• On top of the plagiarism issue (as yet unproven -"reema" may be a pseudonym of Arthur Fuller, although that seems unlikely) and the use of technical terms (recursive, recursion) of computer science and mathematics in a sense that they don't have in those arts/sciences (despite SQL Server certainly being something to do with computation) the explanation is pretty terrible.

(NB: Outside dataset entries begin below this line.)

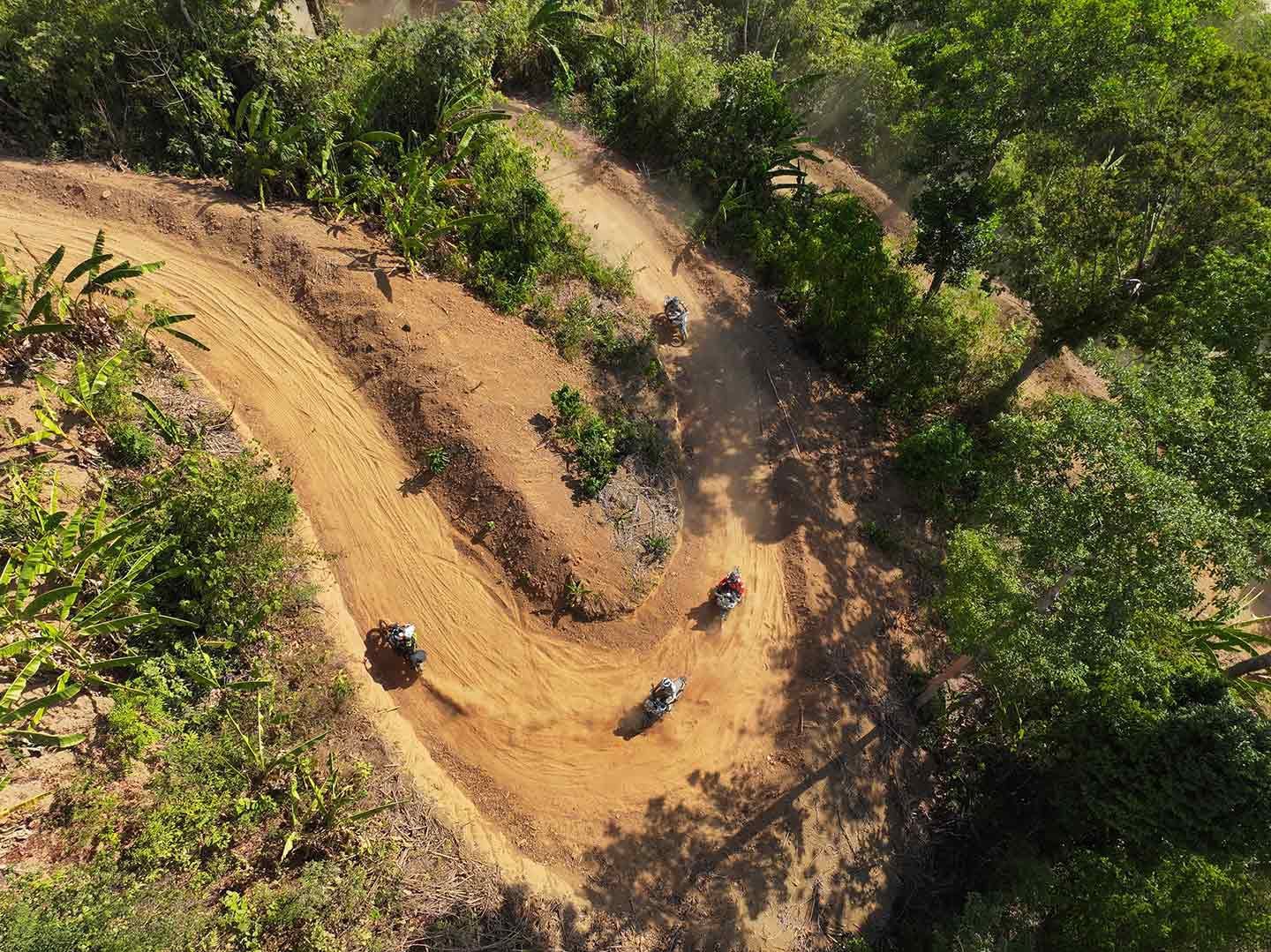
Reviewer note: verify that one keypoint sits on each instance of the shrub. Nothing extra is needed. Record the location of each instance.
(229, 522)
(132, 445)
(95, 906)
(658, 547)
(937, 461)
(594, 441)
(438, 461)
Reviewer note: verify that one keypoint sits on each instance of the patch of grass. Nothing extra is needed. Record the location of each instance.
(132, 445)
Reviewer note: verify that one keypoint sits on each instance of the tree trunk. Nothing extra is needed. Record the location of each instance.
(937, 281)
(952, 670)
(1259, 663)
(999, 400)
(315, 17)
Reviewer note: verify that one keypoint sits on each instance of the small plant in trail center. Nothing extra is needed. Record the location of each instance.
(438, 461)
(576, 593)
(658, 547)
(595, 443)
(132, 445)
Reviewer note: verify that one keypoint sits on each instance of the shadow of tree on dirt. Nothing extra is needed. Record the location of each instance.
(387, 666)
(828, 836)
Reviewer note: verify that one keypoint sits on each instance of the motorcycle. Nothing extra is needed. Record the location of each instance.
(678, 317)
(401, 640)
(728, 594)
(662, 698)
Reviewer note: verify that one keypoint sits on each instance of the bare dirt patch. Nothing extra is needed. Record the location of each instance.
(762, 808)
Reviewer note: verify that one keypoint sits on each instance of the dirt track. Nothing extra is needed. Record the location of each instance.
(533, 722)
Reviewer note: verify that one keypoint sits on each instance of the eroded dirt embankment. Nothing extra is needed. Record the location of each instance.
(308, 343)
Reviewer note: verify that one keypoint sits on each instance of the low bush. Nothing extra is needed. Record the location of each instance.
(600, 440)
(132, 445)
(938, 461)
(594, 441)
(229, 525)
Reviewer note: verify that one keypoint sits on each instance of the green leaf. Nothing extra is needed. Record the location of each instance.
(40, 704)
(42, 306)
(46, 271)
(379, 136)
(19, 683)
(36, 605)
(118, 661)
(167, 320)
(49, 740)
(190, 340)
(145, 618)
(121, 271)
(86, 266)
(247, 686)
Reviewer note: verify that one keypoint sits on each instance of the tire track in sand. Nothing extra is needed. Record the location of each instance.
(534, 713)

    Since SQL Server doesn't do multi-statement optimisation, it certainly doesn't do optimisation of tail-recursion; so quite clearly T-SQL procs that call themselves to implement tail-recursion should never be written since they will be gloriously inefficient - so this implementation of factorial is a fine example of something that should never be done. In addition, T-SQL doesn't actually support recursion except in a restricted form, with a restriction of 32 on nesting level ( and although this does no harm to the factorial function, which of course blows up at 21 even if it uses bigint for its result, that restriction should certainly have been mentioned.

    So in general a T-SQL procedure calling itself should be used only for functions which are not easily converted to tail-recursive form (and hence to iterative form) and where it is assured that the necessary nesting level does not excede the T-SQL limit or the procedure contains tests to detect when the nesting level is getting to high and can do something useful/intelligent to avoid this (instead of just failing with the vanilla error message provided by the system). A discussion of "recursive" stored procedures which doesn't point this out is a bit like rat poison in a jam-jar without a warning label.

    Note: in mathematics, in computer science, in formal logic, and in computation theory "recursive" means "able to be computed by using a Turing machine" or, equivalently, "able to be computed by using lambda calculus"; so every possible stored procedure is recursive, whether it calls itself or not. Use of the term to mean "calls itself" is fine in other contexts, but really irritating in the context of computing, as in this question and explanation. Generally it is believed that "recursive" is the same as "in principle a human being could compute it if supplied with enough paper and pencils and detailed instructions by following the instructions exactly and mechanically with no excercise of intelligence or intuition" (that is "Church's Thesis" or "Turing's Thesis" or "The Church-Turing Thesis", perhaps the most important idea in the theory of computation and certainly the most horribly misinterpreted - a decent explanation can be found here[/url]).